Governor Brown Proposes to Raise the Minimum Wage to “Poverty Wages Indefinitely”

Nicholas Caleb

In a seemingly cynical attempt to trick the public into thinking the state might actually help low-wage workers out of poverty, Governor Kate Brown has slapped the popular number $15 on her new proposal to raise the minimum wage statewide. Her proposal would establish a wage of $15.52/hr in the Portland area and $13.50/hr in the rest of the state. It sounds terrifically progressive in the headlines… until you learn that the wage increase will take place over six years and leave intact the state preemption against communities setting minimum wages at levels they think are appropriate. This means keeping low-wage workers in an indefinite state of poverty while positioning the State of Oregon as a shield between business interests who prefer not to pay living wages and a growing mass that desperately needs a raise just to get by.

$15 Now! was never an arbitrary demand. As $15 Now PDX correctly pointed out earlier today: 

The Alliance for a Just Society already places the self-sufficiency wage for the entire state, including rural Oregon, at $15.99 per hour. According to a 2014 Oregon Department of Human Services study conducted by Oregon State University, the hourly wage needed for a single parent with one child to be able to afford fair market rate, small home-based childcare without being cost burdened is $15 per hour or more in all but four of Oregon’s counties.
Obviously, the amount of $ needed for self-sufficiency is going to keep increasing into 2022 and by a sizable amount if cost of living trends continue -- especially with housing costs going through the roof.

Not only is the governor’s proposal woefully inadequate in terms of providing immediate relief to working Oregonians, it ignores the possibility of lifting the state preemption on local governments to allow them to set their own minimum wages. Both Governor Brown and the business community know that Portland (and potentially other local governments) would immediately jump on an opportunity to raise the minimum wage locally. Rather than let communities decide if they want to mandate living wages, we get a proposal that attempts to take advantage of the $15/hr brand in the headlines, but delivers far less.

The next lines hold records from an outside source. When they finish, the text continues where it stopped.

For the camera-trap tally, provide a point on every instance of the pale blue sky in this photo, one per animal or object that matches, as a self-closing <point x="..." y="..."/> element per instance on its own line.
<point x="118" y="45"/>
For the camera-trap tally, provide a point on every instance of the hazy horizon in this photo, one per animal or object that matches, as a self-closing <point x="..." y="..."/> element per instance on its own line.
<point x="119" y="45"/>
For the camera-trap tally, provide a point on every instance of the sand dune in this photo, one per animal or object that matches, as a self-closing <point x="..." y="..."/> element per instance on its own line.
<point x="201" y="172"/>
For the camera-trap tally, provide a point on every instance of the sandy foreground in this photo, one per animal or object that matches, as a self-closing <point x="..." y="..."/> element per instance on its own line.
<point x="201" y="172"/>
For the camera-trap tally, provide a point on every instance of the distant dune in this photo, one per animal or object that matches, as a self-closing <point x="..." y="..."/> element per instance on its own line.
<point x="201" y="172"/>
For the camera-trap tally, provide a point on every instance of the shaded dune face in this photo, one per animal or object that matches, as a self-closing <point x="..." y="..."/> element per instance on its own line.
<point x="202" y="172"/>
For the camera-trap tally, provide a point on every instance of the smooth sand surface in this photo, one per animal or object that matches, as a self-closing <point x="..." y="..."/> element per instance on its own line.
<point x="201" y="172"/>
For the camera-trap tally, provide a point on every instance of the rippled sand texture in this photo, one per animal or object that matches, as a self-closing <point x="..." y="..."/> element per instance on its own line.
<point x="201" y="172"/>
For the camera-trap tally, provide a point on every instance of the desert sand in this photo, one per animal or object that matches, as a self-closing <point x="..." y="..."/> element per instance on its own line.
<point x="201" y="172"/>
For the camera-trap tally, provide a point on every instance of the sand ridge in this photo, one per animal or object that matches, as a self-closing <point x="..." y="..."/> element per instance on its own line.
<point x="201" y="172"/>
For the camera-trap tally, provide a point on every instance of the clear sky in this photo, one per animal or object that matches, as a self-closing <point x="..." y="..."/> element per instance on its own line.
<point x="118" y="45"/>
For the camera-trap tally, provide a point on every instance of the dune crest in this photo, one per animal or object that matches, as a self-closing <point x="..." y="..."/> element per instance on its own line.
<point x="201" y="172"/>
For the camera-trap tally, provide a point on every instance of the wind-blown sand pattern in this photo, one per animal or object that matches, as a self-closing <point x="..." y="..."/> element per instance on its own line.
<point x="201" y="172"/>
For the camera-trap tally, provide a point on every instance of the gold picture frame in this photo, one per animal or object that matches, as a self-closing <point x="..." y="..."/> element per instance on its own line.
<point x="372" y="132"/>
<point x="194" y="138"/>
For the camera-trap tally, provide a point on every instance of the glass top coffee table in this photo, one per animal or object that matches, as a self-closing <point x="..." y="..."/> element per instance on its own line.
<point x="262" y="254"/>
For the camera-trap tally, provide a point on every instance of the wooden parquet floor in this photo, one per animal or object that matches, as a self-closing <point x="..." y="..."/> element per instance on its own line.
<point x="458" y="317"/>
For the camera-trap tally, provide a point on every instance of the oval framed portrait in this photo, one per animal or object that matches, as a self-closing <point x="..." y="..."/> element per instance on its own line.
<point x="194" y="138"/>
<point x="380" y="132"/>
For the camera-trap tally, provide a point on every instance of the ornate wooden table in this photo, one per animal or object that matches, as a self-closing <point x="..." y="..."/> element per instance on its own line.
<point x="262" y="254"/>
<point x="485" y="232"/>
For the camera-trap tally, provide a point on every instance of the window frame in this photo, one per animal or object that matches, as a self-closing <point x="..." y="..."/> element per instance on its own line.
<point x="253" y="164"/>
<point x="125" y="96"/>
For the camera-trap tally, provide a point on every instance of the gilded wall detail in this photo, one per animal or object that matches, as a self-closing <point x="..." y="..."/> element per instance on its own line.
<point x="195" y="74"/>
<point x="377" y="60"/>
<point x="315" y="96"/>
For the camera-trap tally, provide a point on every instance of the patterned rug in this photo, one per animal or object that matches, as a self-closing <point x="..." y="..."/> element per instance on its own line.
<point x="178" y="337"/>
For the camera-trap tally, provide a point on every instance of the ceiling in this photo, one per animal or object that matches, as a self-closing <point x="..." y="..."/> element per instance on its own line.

$15 Now’s ballot initiative ($15/hr by 2019) is already a compromise for providing people with what they immediately need to get out of poverty. The Raise the Wage campaign (around $13.50 over several years while lifting the state preemption) compromises even more. Kate Brown’s proposal barely even registers as a compromise considering the context of the wage debate over the last two years. Instead, her proposal is capitulation: Brown and her people realize that, politically, something has to be done on wages, but don’t have the desire or political will to advocate for a strong proposal that could lift low-wage workers out of poverty. Instead, they attempt to co-opt the brand of $15/hr minimum wage while avoiding the substance and perceived political costs of a larger wage hike.

It’s not progressive. It’s not enough. It’s not right.